Relief washes over me when Grayson doesn’t fall for her mind games. After a brief “Night,” he heads for the front door.

He’s out, and he’s safe.

At last, I can breathe freely.

I close my laptop before tucking the evidence I used to snoop under my seat. I’ll tell Grayson about how I witnessed the fight when the moment is right. I don’t want to force him to admit anything he said during their fight, any more than I want the fantasy stripped from me. He most likely said he loved me to end their fight. He didn’t mean it. Right?

I’m about to sling open my door and hobble to the driver’s seat, needing something to keep my hands occupied when Grayson returns to my side, when a knock taps at my window.

I jump, startled someone snuck up on me unawares. An elderly lady stands outside my car, bundled in a thick cardigan. Her white hair is pulled back in a neat bun, and she is sheepishly smiling.

“Sorry to bother you, dear. My battery is dead. Would you mind giving me a jump?”

Really, karma? Now?

I slant my head to hide my grimace. This is karma biting back for the stunt I pulled on Cameron yesterday.

A brisk wind whips out the lady’s cardigan, and when she shivers, I remember how badly I want to stay on karma’s good side. “Of course. Let me grab the cables.”

Careful not to place excess weight on my foot that had a shard wedged in it, I climb out of my car. The cuts sting, but I clench my teeth and limp to the trunk.

After pulling out the jumper cables, I follow the woman to her car parked five rows back. She pops up the hood while I untangle the leads that are as messy as my head. I can’t stop replaying Grayson’s words, and they have me the most distracted I’ve ever been.

This is evident when I attempt to connect the cables to the battery’s terminals. The terminal clamps aren’t connected to the battery.

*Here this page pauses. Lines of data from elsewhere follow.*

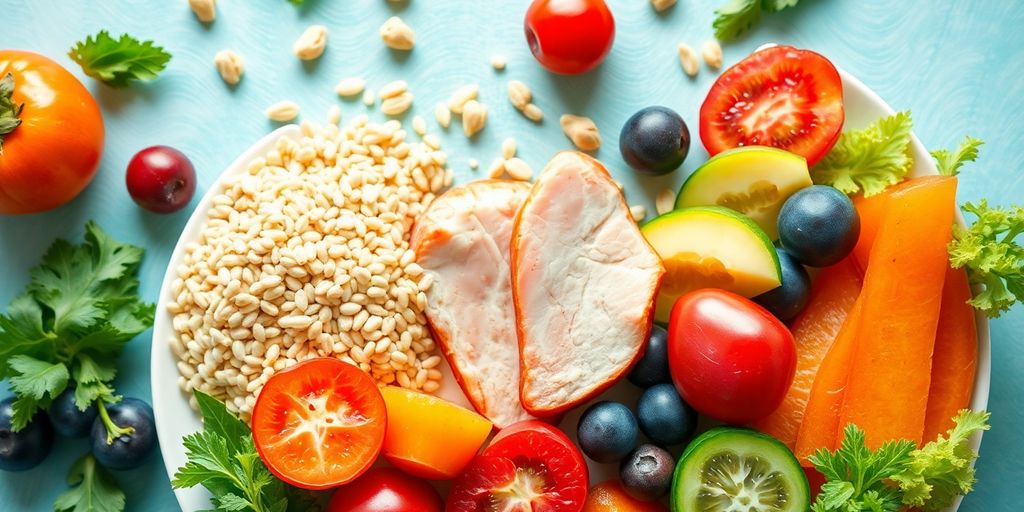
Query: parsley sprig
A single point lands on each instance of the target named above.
(68, 329)
(736, 16)
(222, 458)
(119, 61)
(897, 474)
(868, 161)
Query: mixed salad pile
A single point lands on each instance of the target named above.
(799, 322)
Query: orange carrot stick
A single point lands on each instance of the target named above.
(820, 422)
(955, 355)
(833, 293)
(890, 375)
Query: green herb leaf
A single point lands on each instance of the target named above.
(735, 17)
(950, 162)
(992, 255)
(868, 160)
(93, 489)
(119, 61)
(856, 476)
(941, 470)
(9, 111)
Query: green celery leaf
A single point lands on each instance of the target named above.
(119, 61)
(93, 489)
(37, 378)
(950, 162)
(868, 160)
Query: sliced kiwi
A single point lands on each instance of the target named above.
(728, 469)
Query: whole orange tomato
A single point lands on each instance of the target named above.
(51, 133)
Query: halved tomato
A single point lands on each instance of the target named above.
(320, 423)
(528, 467)
(780, 96)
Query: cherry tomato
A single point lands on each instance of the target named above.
(528, 466)
(729, 357)
(569, 36)
(780, 96)
(161, 179)
(320, 423)
(53, 154)
(386, 489)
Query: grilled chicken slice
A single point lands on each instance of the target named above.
(584, 282)
(462, 241)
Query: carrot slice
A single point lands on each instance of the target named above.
(833, 294)
(820, 425)
(955, 355)
(890, 375)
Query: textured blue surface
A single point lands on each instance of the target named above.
(957, 66)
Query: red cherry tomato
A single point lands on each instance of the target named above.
(320, 423)
(729, 357)
(780, 96)
(528, 466)
(386, 489)
(569, 36)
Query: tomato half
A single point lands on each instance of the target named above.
(569, 36)
(320, 423)
(729, 358)
(779, 96)
(53, 154)
(528, 467)
(386, 489)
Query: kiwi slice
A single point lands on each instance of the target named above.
(735, 469)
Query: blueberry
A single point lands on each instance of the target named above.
(128, 450)
(664, 417)
(68, 420)
(654, 140)
(788, 299)
(27, 448)
(607, 431)
(818, 225)
(646, 474)
(653, 367)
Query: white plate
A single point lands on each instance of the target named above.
(175, 419)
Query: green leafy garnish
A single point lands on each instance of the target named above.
(119, 61)
(950, 162)
(942, 469)
(222, 458)
(896, 474)
(991, 254)
(93, 489)
(868, 160)
(68, 329)
(9, 111)
(736, 16)
(856, 476)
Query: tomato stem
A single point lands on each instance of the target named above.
(9, 112)
(113, 430)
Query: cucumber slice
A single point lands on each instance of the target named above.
(711, 247)
(754, 180)
(729, 469)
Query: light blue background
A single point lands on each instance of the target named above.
(956, 65)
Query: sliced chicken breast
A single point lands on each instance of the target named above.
(584, 282)
(462, 241)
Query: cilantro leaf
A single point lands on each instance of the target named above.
(856, 476)
(992, 256)
(222, 458)
(868, 160)
(93, 489)
(734, 17)
(119, 61)
(942, 469)
(950, 162)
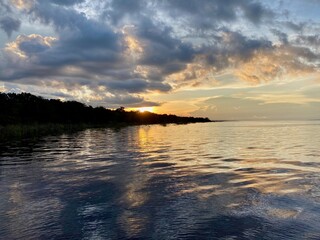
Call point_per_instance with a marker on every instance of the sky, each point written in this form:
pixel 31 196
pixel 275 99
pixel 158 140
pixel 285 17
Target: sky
pixel 222 59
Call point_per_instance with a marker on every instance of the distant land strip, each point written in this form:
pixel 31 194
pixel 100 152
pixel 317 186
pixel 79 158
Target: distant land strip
pixel 25 114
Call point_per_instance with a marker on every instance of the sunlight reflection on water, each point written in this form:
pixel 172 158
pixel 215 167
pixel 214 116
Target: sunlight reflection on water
pixel 231 180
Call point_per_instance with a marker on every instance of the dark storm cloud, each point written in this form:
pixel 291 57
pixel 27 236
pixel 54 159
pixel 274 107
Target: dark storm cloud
pixel 207 13
pixel 91 48
pixel 8 23
pixel 137 86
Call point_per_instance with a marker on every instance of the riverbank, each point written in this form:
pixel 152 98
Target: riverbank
pixel 25 131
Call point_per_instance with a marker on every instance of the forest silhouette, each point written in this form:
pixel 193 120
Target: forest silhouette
pixel 25 108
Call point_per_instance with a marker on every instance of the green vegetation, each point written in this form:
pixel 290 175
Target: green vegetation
pixel 26 115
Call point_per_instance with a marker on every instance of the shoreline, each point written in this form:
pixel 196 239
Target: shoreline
pixel 34 130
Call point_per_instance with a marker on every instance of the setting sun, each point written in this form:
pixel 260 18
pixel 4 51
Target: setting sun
pixel 145 109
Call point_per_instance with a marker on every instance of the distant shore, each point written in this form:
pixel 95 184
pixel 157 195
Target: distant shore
pixel 25 115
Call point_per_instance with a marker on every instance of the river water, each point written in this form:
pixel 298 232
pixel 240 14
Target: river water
pixel 228 180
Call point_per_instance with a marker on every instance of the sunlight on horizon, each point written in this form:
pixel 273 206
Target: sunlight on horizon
pixel 145 109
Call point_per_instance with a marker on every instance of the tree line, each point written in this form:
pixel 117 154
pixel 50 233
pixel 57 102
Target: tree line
pixel 25 108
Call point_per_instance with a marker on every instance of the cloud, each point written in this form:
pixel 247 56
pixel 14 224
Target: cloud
pixel 118 49
pixel 9 25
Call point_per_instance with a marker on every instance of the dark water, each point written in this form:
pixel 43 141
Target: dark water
pixel 240 180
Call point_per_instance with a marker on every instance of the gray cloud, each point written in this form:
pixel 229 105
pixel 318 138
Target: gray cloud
pixel 90 48
pixel 9 25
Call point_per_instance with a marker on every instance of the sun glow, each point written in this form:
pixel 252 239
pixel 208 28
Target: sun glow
pixel 145 109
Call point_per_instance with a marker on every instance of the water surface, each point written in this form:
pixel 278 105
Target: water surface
pixel 230 180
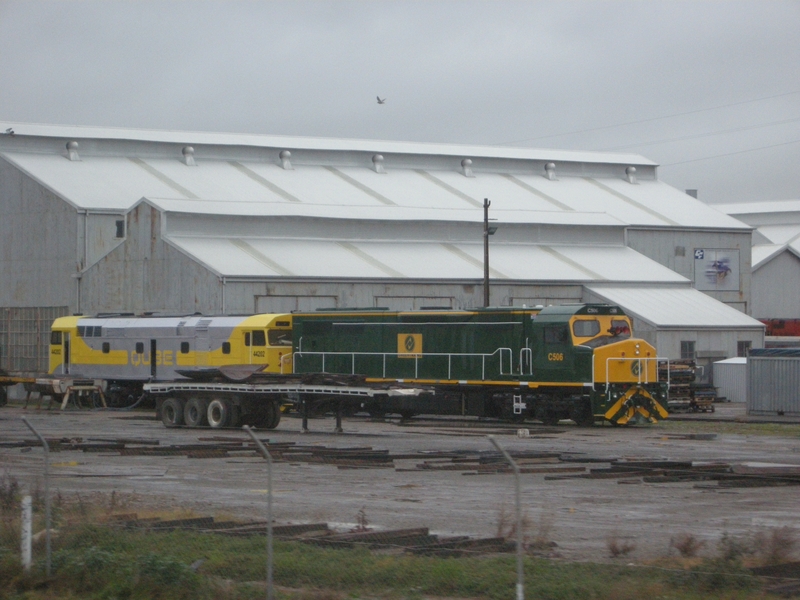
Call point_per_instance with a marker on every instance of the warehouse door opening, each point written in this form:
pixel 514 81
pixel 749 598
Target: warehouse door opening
pixel 286 304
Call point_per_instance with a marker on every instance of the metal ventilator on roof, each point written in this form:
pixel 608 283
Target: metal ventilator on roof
pixel 188 156
pixel 72 151
pixel 377 163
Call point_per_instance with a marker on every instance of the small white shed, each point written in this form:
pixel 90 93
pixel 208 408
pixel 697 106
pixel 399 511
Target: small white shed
pixel 730 379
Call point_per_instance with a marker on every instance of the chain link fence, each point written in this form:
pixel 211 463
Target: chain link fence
pixel 187 514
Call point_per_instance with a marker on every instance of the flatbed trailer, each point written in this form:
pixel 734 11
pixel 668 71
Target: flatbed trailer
pixel 62 388
pixel 229 404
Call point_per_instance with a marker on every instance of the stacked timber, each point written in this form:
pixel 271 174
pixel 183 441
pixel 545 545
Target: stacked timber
pixel 681 375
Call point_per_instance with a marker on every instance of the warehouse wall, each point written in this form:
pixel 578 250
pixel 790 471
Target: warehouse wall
pixel 286 296
pixel 145 274
pixel 674 248
pixel 772 297
pixel 38 243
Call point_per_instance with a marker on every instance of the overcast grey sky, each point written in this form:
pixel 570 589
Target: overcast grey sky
pixel 677 82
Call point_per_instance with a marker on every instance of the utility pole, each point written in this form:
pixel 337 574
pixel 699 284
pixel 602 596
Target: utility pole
pixel 487 231
pixel 486 205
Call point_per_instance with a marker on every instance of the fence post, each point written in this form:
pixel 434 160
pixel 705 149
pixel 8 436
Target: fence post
pixel 27 525
pixel 46 493
pixel 520 571
pixel 268 456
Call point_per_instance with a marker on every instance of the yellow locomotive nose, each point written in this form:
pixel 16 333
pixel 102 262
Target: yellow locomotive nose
pixel 628 361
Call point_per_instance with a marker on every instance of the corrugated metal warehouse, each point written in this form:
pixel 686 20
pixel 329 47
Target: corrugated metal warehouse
pixel 730 378
pixel 109 220
pixel 776 256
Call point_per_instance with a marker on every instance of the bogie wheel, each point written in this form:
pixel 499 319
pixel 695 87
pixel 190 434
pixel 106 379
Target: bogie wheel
pixel 172 412
pixel 219 413
pixel 581 413
pixel 194 413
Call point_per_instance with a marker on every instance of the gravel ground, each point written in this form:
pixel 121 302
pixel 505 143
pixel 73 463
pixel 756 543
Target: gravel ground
pixel 579 515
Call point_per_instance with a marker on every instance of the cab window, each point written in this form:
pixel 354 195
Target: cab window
pixel 586 328
pixel 620 329
pixel 280 337
pixel 556 335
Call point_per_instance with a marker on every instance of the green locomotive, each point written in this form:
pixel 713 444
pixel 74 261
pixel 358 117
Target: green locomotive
pixel 574 362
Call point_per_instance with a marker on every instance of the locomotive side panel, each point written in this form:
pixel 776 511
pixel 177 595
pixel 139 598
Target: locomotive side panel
pixel 156 348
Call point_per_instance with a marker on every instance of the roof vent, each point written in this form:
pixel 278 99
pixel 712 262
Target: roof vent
pixel 188 156
pixel 72 150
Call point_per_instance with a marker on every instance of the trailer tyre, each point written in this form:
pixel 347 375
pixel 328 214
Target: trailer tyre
pixel 276 415
pixel 219 413
pixel 194 413
pixel 172 412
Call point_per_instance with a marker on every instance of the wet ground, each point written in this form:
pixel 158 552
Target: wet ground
pixel 580 515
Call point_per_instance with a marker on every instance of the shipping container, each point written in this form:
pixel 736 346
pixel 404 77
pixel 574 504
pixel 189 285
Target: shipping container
pixel 773 376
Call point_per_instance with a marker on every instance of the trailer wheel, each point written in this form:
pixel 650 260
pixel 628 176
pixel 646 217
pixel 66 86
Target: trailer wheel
pixel 549 418
pixel 194 413
pixel 172 412
pixel 218 413
pixel 273 415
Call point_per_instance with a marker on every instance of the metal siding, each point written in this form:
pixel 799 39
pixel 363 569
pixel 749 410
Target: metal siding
pixel 773 386
pixel 37 243
pixel 775 287
pixel 660 247
pixel 146 274
pixel 730 379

They’re flapping in the salty breeze whipping off the coast.

While frowning so hard I’ll worry about a new wrinkle, I lock eyes with the lady no longer seated behind the wheel. She balances her chunky hip on the wheel arch of a dark SUV parked next to her sedan. “Ma’am, your battery isn’t dead. It’s⁠—”

Before I can finish my sentence, pain explodes behind my eyes, and the world tilts sideways. I crank my neck to see what slammed into me so fiercely that I’m instantly dizzy, but my legs buckle out from beneath me, and I collapse to the ground in a heap before I can see anything.

The last thing I see before I’m struck again is the evil grin of the elderly woman when she leans over me and whispers, “Go to sleep, dear. It will be less painful this way,” while jabbing a syringe into my neck.

36

GRAYSON

As I leave Cameron’s apartment, my breaths rattle in my hollow chest. Our fight was ugly. Words flew like knives, and accusations and truths tangled together so ruefully that it was hard to tell them apart. But as I step out of the elevator and into the lobby, I feel lighter on my feet. Freer. Even with Cameron’s mental stability weighing heavily on my shoulders, I know the direction I need to take to right my wrongs and still have a chance at happiness.